Dude Tries To Steal PBR Cans, Claims The Bulge In His Pants Is Just His Giant Dick
Huff Po - Jonathan Scull, 26, allegedly tried to steal two cans of beer from a liquor store by shoving them in his pants, then told an employee that the cans were his penis, Wicked Local Somerville reported. The Medford, Mass., man went into Woody’s Liquors on the evening of Feb. 26, when the female employee, whose name has not been released, says she saw him drop the cans in his trousers and walk out. She told police she followed him out of the store and asked what the bulge around his ankle was, and he replied, “It’s my [genitals].” According to the paper, “The woman said she pointed out that the bulge around his ankle was clearly not his genitals” and he proceeded to chuck the can at her head and run away. She called police, who say when they caught up to Scull, he swore and yelled at them, claiming that if they didn’t have badges, he would have killed them. According to Somerville Police Department logs, Scull was charged with assault and battery with a dangerous weapon, resisting arrest and shoplifting.
I’ve heard of some cocky excuses in my life, but claiming a bulge in your ankle is your dick is just about as cocky as it gets. Right up there with the other recent dick/pants excuses of “my pants are too small” and “I’ve got a hole in my pants.” Should have just stuck with the lie. My dick hangs down to my feet. You don’t know me or my dick. Maybe its the length of my whole leg. Now go back into that 7/11 and let me and my howtizer drive away before I throw these PBRs at your fucking head.
PS – If you’re gonna go through the hassle of stealing beer, at least go with Colt 45. Go all in, you know? Malt liquor and robbery go together like a horse and carriage


PBR is like 45 cents per can. Stealing it isn’t worth the trouble.
Definitely not his junk – He stole PBR – and everyone know Hipsters don’t have dicks.
“I’m white trash and I’m in trouble”
fact–karl malone used to strap his anaconda to his leg during games
cant tell if hes a hipster or a poor person,
i need a blowjob asap
hurricane or die
One would think a liquor store with a name like Woody’s would be a little more understanding
PBR’S AND GIANT DICKS FOR DAYSSSSSSSSSSSSSSSSSSSSSSSSSSSSSSSSSSSSSS
who in their right mind would drink that shit?
There aren’t any Meffa hipsters. He was stealing them for the guy writing street poetry on Huntington Ave.
hipsters.
Stealing PBR’s in Somerville, then threatening to kill the cops? This dude is a gold medal candidate in the Masshole Olympics.

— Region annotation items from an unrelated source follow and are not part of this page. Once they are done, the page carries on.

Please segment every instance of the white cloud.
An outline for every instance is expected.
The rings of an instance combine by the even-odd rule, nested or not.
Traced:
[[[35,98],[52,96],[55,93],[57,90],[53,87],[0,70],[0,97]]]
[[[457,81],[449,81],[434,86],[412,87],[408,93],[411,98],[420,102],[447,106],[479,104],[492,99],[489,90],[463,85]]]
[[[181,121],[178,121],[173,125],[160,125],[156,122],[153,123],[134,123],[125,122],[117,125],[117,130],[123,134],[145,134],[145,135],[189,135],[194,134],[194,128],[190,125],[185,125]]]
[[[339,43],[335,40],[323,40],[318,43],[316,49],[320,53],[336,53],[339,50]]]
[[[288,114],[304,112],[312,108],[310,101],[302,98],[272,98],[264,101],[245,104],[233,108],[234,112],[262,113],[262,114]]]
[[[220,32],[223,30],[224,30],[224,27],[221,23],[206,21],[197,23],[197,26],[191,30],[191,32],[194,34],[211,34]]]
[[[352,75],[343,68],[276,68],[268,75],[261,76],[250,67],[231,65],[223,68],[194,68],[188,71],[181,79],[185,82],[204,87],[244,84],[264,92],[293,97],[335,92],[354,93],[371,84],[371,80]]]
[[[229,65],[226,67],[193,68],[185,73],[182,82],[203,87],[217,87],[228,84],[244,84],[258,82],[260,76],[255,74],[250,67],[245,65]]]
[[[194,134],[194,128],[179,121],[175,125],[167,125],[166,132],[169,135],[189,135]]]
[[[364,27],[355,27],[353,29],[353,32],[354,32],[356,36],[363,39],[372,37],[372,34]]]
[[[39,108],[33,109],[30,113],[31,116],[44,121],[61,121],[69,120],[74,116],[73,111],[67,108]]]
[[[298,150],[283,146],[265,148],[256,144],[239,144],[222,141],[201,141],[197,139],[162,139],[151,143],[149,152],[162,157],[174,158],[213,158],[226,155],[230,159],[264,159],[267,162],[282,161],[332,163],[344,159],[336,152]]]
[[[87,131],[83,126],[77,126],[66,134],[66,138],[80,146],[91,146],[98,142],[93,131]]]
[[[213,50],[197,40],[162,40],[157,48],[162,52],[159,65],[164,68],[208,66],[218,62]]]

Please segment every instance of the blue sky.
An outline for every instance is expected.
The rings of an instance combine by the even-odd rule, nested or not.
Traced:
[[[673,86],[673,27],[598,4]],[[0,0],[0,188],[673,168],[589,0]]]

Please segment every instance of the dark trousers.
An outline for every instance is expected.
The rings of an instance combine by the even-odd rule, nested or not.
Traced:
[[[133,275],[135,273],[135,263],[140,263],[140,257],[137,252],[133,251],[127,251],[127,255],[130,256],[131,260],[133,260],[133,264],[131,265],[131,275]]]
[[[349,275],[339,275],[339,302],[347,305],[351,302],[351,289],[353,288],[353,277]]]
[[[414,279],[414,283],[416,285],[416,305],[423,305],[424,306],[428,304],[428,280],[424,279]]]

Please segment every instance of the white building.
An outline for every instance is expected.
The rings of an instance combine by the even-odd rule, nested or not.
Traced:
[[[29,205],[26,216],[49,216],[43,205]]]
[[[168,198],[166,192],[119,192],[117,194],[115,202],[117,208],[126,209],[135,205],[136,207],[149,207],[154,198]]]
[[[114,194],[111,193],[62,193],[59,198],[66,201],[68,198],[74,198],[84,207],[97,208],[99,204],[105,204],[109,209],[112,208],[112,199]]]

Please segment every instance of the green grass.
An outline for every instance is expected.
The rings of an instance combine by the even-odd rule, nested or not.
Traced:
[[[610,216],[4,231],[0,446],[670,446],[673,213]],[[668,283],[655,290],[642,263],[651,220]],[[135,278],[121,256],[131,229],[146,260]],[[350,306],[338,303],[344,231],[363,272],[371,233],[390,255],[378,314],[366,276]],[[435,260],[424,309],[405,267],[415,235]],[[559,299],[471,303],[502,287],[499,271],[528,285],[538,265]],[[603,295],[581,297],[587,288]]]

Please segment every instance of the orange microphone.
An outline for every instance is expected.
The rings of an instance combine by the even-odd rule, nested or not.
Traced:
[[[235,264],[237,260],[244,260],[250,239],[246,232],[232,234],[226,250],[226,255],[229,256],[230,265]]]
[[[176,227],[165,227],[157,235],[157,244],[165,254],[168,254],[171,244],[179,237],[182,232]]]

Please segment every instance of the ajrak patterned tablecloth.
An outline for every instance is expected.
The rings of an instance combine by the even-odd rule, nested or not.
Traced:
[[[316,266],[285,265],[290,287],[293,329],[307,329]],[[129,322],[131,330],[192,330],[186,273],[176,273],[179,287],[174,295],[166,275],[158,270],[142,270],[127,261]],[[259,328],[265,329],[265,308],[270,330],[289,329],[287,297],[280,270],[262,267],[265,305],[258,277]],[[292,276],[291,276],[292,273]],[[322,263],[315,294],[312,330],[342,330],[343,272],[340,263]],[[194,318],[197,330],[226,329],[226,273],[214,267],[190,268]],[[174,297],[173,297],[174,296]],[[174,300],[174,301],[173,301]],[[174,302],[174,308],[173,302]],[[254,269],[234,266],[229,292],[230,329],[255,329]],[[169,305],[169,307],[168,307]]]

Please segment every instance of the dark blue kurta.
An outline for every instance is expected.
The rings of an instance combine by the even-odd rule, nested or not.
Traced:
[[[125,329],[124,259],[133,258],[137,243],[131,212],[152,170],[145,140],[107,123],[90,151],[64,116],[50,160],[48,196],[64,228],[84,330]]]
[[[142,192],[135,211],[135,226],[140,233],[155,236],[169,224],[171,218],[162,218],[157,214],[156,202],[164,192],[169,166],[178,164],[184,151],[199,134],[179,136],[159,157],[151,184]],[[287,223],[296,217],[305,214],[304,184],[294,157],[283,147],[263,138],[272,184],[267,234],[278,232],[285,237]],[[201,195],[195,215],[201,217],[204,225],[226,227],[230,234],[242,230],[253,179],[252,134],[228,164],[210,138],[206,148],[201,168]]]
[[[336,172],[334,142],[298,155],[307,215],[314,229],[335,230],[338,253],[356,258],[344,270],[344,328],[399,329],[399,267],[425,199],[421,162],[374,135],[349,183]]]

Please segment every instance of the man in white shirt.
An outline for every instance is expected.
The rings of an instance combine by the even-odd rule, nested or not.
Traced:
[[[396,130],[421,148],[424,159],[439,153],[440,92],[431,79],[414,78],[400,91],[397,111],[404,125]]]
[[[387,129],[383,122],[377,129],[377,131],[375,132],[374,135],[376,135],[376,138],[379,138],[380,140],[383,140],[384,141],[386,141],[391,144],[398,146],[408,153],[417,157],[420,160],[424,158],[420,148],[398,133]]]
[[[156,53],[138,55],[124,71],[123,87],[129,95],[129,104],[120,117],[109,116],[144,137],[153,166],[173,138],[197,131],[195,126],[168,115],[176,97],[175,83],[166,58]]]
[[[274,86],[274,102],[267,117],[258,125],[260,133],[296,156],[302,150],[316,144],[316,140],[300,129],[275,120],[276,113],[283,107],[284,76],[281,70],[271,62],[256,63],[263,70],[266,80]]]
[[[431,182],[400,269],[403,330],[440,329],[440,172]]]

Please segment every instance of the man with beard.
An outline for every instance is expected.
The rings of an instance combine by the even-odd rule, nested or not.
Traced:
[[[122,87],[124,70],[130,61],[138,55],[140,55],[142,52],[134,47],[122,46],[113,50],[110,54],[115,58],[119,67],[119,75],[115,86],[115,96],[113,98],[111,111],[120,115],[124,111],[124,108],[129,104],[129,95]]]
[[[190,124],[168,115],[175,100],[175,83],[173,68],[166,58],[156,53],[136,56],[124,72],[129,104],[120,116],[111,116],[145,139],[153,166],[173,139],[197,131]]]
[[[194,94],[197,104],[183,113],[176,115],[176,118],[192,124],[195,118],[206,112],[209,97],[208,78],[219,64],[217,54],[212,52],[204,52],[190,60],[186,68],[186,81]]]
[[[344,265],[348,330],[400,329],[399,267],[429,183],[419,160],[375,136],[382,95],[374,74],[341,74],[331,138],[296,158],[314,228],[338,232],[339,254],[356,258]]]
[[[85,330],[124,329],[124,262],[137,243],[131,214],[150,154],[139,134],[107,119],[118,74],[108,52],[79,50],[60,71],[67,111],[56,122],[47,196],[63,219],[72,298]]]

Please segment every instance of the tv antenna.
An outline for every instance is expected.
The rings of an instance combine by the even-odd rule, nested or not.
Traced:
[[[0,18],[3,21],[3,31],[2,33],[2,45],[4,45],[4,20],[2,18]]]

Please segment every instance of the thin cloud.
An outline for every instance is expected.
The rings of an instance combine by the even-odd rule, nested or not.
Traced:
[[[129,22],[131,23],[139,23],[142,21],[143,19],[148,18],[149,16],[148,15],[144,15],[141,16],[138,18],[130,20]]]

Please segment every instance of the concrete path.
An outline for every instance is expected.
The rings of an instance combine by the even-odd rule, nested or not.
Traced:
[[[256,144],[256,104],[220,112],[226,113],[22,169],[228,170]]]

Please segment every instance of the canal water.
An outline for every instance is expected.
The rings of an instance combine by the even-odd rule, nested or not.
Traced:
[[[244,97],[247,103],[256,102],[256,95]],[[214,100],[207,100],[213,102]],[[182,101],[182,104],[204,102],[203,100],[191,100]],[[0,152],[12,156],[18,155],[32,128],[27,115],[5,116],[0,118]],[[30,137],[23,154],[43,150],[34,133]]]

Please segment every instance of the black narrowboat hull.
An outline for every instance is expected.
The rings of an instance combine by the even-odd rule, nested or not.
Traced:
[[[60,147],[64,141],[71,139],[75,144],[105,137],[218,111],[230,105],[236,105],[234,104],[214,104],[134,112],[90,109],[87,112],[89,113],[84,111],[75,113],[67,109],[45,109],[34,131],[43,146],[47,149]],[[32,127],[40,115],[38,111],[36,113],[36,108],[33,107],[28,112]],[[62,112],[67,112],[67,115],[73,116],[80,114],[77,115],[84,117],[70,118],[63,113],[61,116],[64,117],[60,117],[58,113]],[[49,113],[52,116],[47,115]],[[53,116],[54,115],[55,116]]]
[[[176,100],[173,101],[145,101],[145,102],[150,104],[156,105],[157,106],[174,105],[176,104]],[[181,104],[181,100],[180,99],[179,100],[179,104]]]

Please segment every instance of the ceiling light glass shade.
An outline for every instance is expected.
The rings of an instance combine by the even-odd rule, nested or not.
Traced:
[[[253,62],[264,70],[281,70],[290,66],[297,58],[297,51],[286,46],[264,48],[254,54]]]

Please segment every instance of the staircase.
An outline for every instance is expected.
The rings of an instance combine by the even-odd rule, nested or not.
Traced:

im tough stick to your micro brews you fag
Colt 45? who wrote this Mo?
keep it classy medfid
Too bad for him and this story that the bulge wasnt his johnson, throwing things at this bitches face would have ended very differently
If you need to steal cans of PBR it’s time to take a good hard look at your life choices.
Throws the can at her heard… classic
What the fuck kinda jabroni goes into a liquor store and steals PBRs? If you’re gonna swipe something, go for the hard stuff. Kinda like a counterfeiter who only makes phony $1 bills.
do you do that with tootsie rolls?
If he were black he would have gotten away with it.
When I was younger, I could make my penis go inside me, wow that was embarrassing. Wait, I think I can still do that. Shit.